Dès lors la musique commence et les personnages entrent par la salle, dans des costumes et coiffes naïfs, comme dessinés grossièrement aux crayons de couleurs. Ils avancent à petits pas, les femmes en longue robe façon babouchka, et les hommes en long manteau. Le garçon autiste est le tsarévitch Gvidon, présent tout au long de la soirée, et pris en effet de gestes convulsifs, clignant des yeux, agitant souvent les bras de manière frénétique et répétée. On amène sur scène les éléments du tonneau, monté à coups de marteau pour y enfermer Gvidon et sa mère la tsarine Militrissa, puis les jeter à la mer. Le rideau métallique se lève pour en découvrir un second, en tissu, sur lequel sont projetés les dessins en noir et blanc de Gleb Filshtinsky qui s’animent : le tonneau vogue sur les flots, les figures de la mère et de son fils, celles des trois méchantes femmes dont l’une se transforme en poisson monstrueux avalant le tonneau... ceci a effectivement de quoi perturber le jeune homme et faire couler les larmes de la maman. Des animations dessinées sont encore montrées pour la construction de l’arc et des flèches, et Gvidon qui tue le vautour qui menaçait le cygne. Celui-ci apparaît en transparence derrière le rideau, sous les traits d’une princesse à plumes blanches, dans un décor d’un blanc immaculé, avant de se colorer. Le tsarévitch franchit alors le rideau pour conclure l’Acte II. Au III, les animations vidéo se poursuivent avec le vol du bourdon, alias le tsarévitch qui espionne, tournoie dans les airs et pique tour à tour les trois méchantes à la paupière. Au IV, le tsar débarque, avec quelques amis, nous explique-t-on, tous en tenue de ville pour retrouver sa femme et son fils. Mais l’assemblée rit et se moque du tsarévitch qui décrit ces merveilles par des dessins : l’écureuil et ses noisettes en or et émeraude, ainsi que les trente-trois chevaliers sortis de la mer. Le dénouement ne se situe pas non plus dans l’allégresse et le pardon général : enfermé dans son autisme, le tsarévitch frappe le rideau de scène, se roule par terre, tandis que la mère et la princesse sont en plein désespoir.

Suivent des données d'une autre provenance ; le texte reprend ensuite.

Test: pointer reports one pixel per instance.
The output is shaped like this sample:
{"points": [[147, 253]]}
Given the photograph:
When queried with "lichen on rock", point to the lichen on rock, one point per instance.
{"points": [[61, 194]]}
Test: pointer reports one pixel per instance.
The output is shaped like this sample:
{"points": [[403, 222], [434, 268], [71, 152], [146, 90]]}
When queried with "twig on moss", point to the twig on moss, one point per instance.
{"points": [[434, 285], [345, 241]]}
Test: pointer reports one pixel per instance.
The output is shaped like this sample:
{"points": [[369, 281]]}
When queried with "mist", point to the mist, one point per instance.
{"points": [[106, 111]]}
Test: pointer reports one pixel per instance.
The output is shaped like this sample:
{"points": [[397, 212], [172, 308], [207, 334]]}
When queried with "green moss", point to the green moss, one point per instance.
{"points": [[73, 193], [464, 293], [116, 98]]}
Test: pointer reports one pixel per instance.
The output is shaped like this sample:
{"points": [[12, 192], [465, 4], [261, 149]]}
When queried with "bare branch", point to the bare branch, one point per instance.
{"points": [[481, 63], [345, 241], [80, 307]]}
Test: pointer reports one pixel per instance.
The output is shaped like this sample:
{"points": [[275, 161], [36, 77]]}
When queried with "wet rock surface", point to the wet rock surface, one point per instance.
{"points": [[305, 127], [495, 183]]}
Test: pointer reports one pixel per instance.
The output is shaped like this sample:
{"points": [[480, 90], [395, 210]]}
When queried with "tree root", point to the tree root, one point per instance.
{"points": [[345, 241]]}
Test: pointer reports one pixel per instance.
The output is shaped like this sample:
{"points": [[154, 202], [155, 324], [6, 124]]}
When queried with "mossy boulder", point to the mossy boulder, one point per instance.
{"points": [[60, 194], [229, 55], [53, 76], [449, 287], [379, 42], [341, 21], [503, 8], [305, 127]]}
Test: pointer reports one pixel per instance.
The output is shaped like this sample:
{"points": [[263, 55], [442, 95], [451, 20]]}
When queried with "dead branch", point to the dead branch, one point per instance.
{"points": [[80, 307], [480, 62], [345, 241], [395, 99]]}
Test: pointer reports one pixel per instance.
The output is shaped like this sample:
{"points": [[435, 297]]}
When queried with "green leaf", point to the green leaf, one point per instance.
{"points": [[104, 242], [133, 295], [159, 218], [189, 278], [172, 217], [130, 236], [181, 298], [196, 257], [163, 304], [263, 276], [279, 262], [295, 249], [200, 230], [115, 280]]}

Aucune réserve n’est à formuler sur la partie musicale, le chef Alain Altinoglu servant admirablement cette partition d’une richesse incroyable. Quelques passages instrumentaux sont d’une beauté unique, comme la musique un peu énigmatique et très menaçante qui accompagne les images du tonneau qui vogue, ou encore la sublime séquence aux accents wagnériens pendant la nuit de sommeil à l’Acte II et la transformation de l’île en une cité resplendissante. Les choristes aussi sont superbement préparés par Martino Faggiani, en particulier pendant cette même scène où ils sont placés au dernier étage du théâtre, participant ainsi à une spatialisation du son fort originale.

Parmi les solistes, le ténor Bodgan Volkov, distribué en Gvidon, assure à la fois une performance théâtrale remarquable et une forte présence vocale, d’un beau timbre vigoureux. La Tsarine de Svetlana Aksenova, elle aussi en charge d’un jeu très travaillé, exprime également par le chant ses lourds sentiments : elle pousse un cri rauque, presqu’animal, à l’énoncé de la sentence du tonneau, puis, dans la foulée, interprète son air de lamentation, d’un style très lyrique et de grande ampleur. Dans le rôle de la Princesse Cygne, l’instrument du soprano Olga Kulchynska est encore plus sonore – surtout logée dans son décor concave en forme de grotte à l’acoustique favorable – et d’une somptueuse qualité. Les trois méchantes femmes, à savoir les deux sœurs de Militrissa, Stine Marie Fischer (Tkatchikha) et Bernarda Bobro (Povarikha), ainsi que la vieille mère Babarikha de Carole Wilson, sont parfaitement en situation, fielleuses et mielleuses à souhait, cette dernière faisant entendre un sombre timbre de mezzo, à la limite de l’alto.

Dans le rôle du tsar Saltan, Ante Jerkunica possède une basse profonde et puissante, riche dans le grave mais moins généreuse dans l’aigu. Les autres rôles masculins sont très bien défendus : le ténor claironnant Vassili Gorshkov (Vieil homme), Alexander Vassiliev (Skomorokh), Nicky Spence (Messager) et Alexander Kravets (Marin).